Einige Polizeibeamte und Grenzer, die sich hinter dem Förster herandrängten, nahmen sich inzwischen des Kommissars an, den die Freude über die Rettung aus höchster Gefahr wunderbar neu belebte.

»Ists weit bis ins Freie?« war dann Arndts erste Frage.

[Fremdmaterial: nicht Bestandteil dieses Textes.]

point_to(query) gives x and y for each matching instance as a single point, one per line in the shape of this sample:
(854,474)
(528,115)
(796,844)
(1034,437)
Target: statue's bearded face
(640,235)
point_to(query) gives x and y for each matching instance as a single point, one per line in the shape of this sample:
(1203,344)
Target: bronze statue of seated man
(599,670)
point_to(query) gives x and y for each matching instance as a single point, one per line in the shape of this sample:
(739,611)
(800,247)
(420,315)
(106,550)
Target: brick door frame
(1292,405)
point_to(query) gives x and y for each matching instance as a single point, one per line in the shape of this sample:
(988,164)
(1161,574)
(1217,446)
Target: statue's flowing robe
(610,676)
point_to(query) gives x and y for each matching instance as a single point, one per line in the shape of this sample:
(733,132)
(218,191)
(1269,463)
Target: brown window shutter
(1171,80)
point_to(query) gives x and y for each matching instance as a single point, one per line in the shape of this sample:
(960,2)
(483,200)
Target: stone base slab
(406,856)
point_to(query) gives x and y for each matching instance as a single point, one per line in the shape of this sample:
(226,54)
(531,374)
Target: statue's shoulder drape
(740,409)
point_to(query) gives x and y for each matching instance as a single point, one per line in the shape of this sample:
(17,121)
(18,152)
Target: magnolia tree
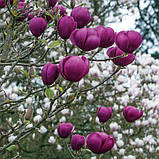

»Gar nicht weit«, lachte Wunderlich. »Dahinten liegt der Ausgang aus diesem Mauseloch! Nur ein paar Minuten ists noch zu gehn.«

»Dann wollen wir uns beeilen. Aber fort mit dem Licht! Das Grubengas ist hinter uns!«

Der Förster erschrak heftig.

»Grubengas? Heiliger Himmel, da heißt's ausreißen!«

Sie stürmten fort, und schon nach kurzer Zeit erreichten sie das Steigeloch, worin jetzt eine Leiter stand. Auf ihr kletterten die Männer zutage, ohne sich vorläufig um die Fortführung des Stollens nach der andern Seite zu kümmern.

»Aber zum Teufel«, sprudelte jetzt der Förster los, »wo haben Sie denn nun das Buschgespenst?«

»Nachher!« wehrte Arndt ab. »Erst etwas andres: Wo sind die Schmuggler?«

»In der Mühle.«

»Alle?«

»Alle! Gebunden und gefesselt. Sie können nicht ausreißen; fünfzehn Mann halten bei ihnen Wache.«

»Und die andern?«

»Die sind zum Schacht gelaufen.«

»Was ist denn dort geschehn?«

»Das weiß man noch nicht genau. Es gab plötzlich einen Schlag, daß die Erde zitterte, und dann stieg vom Bergwerksgebäude eine feurige Lohe in die Luft. Der ganze Gottes-Segen-Schacht muß zerstört sein.«

Arndt stand erschüttert.

»Mein Gott, so weit hat die Entladung gewirkt?«

»Die armen Bergleute, die unter Tag waren!« sagte der Kommissar.

Der Detektiv aber schwieg. Er hatte geglaubt an der Oberwelt vor allem dem flüchtigen Buschgespenst nachsetzen zu müssen. Nun jedoch, da er von dem gewaltigen Ausmaß der Sprengung erfuhr, meinte er zu wissen, daß das nicht mehr nötig war, daß sich vielmehr der Verbrecher mit eigner Hand den Untergang bereitet hatte.